Myth #6: If I’m a passenger in a car that gets stopped by police, but I don’t own the car, the police can’t search my belongings.

Truth: If you’re a passenger in a car that gets stopped, the police CAN search your belongings.

Once the police have probable cause to search a car, it doesn’t matter whether the objects they search belong to the driver or the passengers. The officers can search any object that is capable of concealing whatever they are searching for.

If the search results in the discovery of incriminating evidence, the police can arrest the driver and the passengers.

Myth #7: If an officer asks to search me, I can say no just like I can say no to a search of my vehicle.

Truth: You can say no to a search of your person, but in most cases, an officer will be able to search you anyway.

A police officer is almost always allowed to stop and “frisk” you for weapons or anything that you may use to hurt them.

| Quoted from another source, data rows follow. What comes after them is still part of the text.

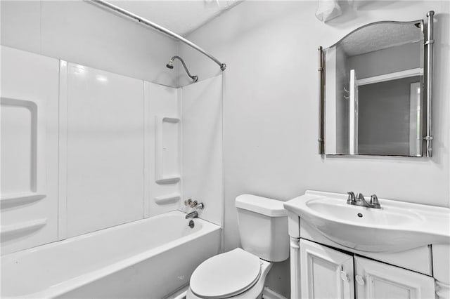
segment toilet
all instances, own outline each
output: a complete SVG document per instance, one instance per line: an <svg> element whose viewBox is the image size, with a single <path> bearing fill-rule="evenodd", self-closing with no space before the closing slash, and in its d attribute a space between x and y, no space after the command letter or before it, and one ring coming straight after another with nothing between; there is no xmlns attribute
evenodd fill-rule
<svg viewBox="0 0 450 299"><path fill-rule="evenodd" d="M283 201L243 194L236 207L242 248L202 263L191 277L187 299L260 298L274 263L289 257Z"/></svg>

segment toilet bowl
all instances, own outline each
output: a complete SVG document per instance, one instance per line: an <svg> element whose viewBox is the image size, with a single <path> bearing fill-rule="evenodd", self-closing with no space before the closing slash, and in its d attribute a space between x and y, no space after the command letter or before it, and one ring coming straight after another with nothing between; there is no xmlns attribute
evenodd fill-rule
<svg viewBox="0 0 450 299"><path fill-rule="evenodd" d="M274 263L288 258L283 201L243 194L236 206L243 248L202 263L191 277L187 299L259 298Z"/></svg>
<svg viewBox="0 0 450 299"><path fill-rule="evenodd" d="M195 269L186 298L259 298L272 265L241 248L215 255Z"/></svg>

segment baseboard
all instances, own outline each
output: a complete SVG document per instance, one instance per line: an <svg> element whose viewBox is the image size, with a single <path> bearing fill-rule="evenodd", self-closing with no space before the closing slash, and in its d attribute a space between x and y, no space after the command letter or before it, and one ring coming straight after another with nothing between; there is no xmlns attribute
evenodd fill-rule
<svg viewBox="0 0 450 299"><path fill-rule="evenodd" d="M278 294L268 286L265 286L262 290L263 299L288 299L285 296Z"/></svg>
<svg viewBox="0 0 450 299"><path fill-rule="evenodd" d="M188 288L189 286L185 286L168 296L165 297L164 299L184 299L186 298L186 294L188 293Z"/></svg>

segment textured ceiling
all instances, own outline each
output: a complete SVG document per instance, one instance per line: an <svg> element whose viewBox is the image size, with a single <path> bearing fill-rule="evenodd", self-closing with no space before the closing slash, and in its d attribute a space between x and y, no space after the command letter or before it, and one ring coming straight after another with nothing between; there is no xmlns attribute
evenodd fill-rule
<svg viewBox="0 0 450 299"><path fill-rule="evenodd" d="M243 0L111 1L110 3L186 36Z"/></svg>
<svg viewBox="0 0 450 299"><path fill-rule="evenodd" d="M423 39L413 23L383 22L357 29L339 44L348 56L364 54Z"/></svg>

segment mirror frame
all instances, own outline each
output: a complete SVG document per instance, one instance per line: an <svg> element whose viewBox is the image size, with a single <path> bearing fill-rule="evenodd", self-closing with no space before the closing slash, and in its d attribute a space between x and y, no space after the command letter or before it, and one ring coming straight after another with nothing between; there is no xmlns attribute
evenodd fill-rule
<svg viewBox="0 0 450 299"><path fill-rule="evenodd" d="M423 140L424 146L423 147L422 153L418 157L426 157L430 158L432 157L432 65L433 65L433 19L435 12L430 11L427 13L428 22L425 23L423 20L418 20L413 22L422 22L426 27L426 36L424 36L424 53L425 57L423 60L424 68L426 72L424 73L424 95L425 95L425 117L423 118ZM338 42L328 48L333 47L339 44L342 40L350 35L356 30L365 27L379 24L379 23L402 23L405 22L397 21L381 21L366 24L352 31L345 36L340 39ZM424 30L425 32L425 30ZM325 153L325 66L324 66L324 55L323 48L319 46L319 154L323 157L326 154L330 156L366 156L365 154L326 154ZM371 155L371 156L389 156L389 155ZM395 156L395 157L415 157L415 156Z"/></svg>

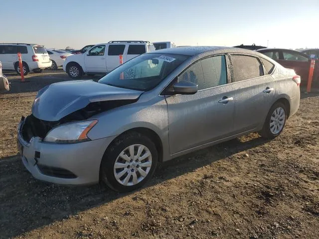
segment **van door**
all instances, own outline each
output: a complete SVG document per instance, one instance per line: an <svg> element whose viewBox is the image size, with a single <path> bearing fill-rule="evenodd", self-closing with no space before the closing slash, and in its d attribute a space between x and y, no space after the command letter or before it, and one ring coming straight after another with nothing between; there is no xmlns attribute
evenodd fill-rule
<svg viewBox="0 0 319 239"><path fill-rule="evenodd" d="M16 45L6 45L0 48L0 61L3 70L14 70L14 63L17 61Z"/></svg>
<svg viewBox="0 0 319 239"><path fill-rule="evenodd" d="M120 65L120 55L124 54L126 44L108 44L106 56L106 68L108 72L114 70ZM126 61L123 57L123 62Z"/></svg>
<svg viewBox="0 0 319 239"><path fill-rule="evenodd" d="M87 72L106 73L105 45L98 45L85 53L85 68Z"/></svg>

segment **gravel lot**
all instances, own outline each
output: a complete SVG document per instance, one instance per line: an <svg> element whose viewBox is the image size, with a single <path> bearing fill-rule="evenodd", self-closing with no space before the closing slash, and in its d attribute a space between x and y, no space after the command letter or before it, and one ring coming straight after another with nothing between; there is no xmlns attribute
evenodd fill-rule
<svg viewBox="0 0 319 239"><path fill-rule="evenodd" d="M162 165L146 186L119 194L34 179L16 131L36 91L69 80L30 74L0 95L0 238L319 238L319 93L272 141L257 133ZM87 78L89 79L89 78Z"/></svg>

If the cop uncovers evidence of a crime during this short search of your person, it is legitimate and can be used against you.

Myth #8: If I get pulled over, I don’t have to do anything the officer asks or answer any questions.

Truth: If you get pulled over in South Carolina, you have the right to remain silent, but there are instructions given by the officer that you must follow.

You may assert your right to remain silent, but it is in your best interest to be polite and courteous about it. Remember, the officer is just doing his or her job.

There are things that you do have to comply with when the police officer asks such as handing over your license, registration, and proof of insurance when he or she asks for it.

Myth #9: Police officers need probable cause to search my car. Period.

Truth: Police officers sometimes only need reasonable suspicion to search your car.

Police officers need probable cause (sufficient facts and circumstances) to make an arrest. But if they have reasonable suspicion (reason to suspect evidence of criminal activity based on the officer’s training and experience) that you are carrying weapons or illegal contraband in your vehicle, they may search for it.

Myth #10: If the police find evidence of a crime in my vehicle, I might as well confess.

Truth: You absolutely do not have to confess even if the police find evidence of a crime in your vehicle during a search.

Regardless of what the police find in your vehicle, you do not have to say anything. You may exercise your right to remain silent, even if you are arrested. It is best to keep quiet and never confess to anything in the absence of your lawyer. Even if evidence of criminal activity has been found in your vehicle, this does not mean you will be found guilty of any crime.

You should never assume that just because evidence was found against you, you should confess and get it over with. An experienced criminal attorney can pick your case apart looking for details and may even get evidence thrown out.

The Bottom Line

You don’t have to consent to a vehicle search in any situation, but the vehicle search may still be legal with or without your consent and with or without a search warrant.

It’s important to have the help of an experienced criminal attorney to comb through the facts of your case. Sometimes evidence can get thrown out that was discovered by means of an illegal vehicle search. The only way to know this and build your defense, however, is with the help of an attorney.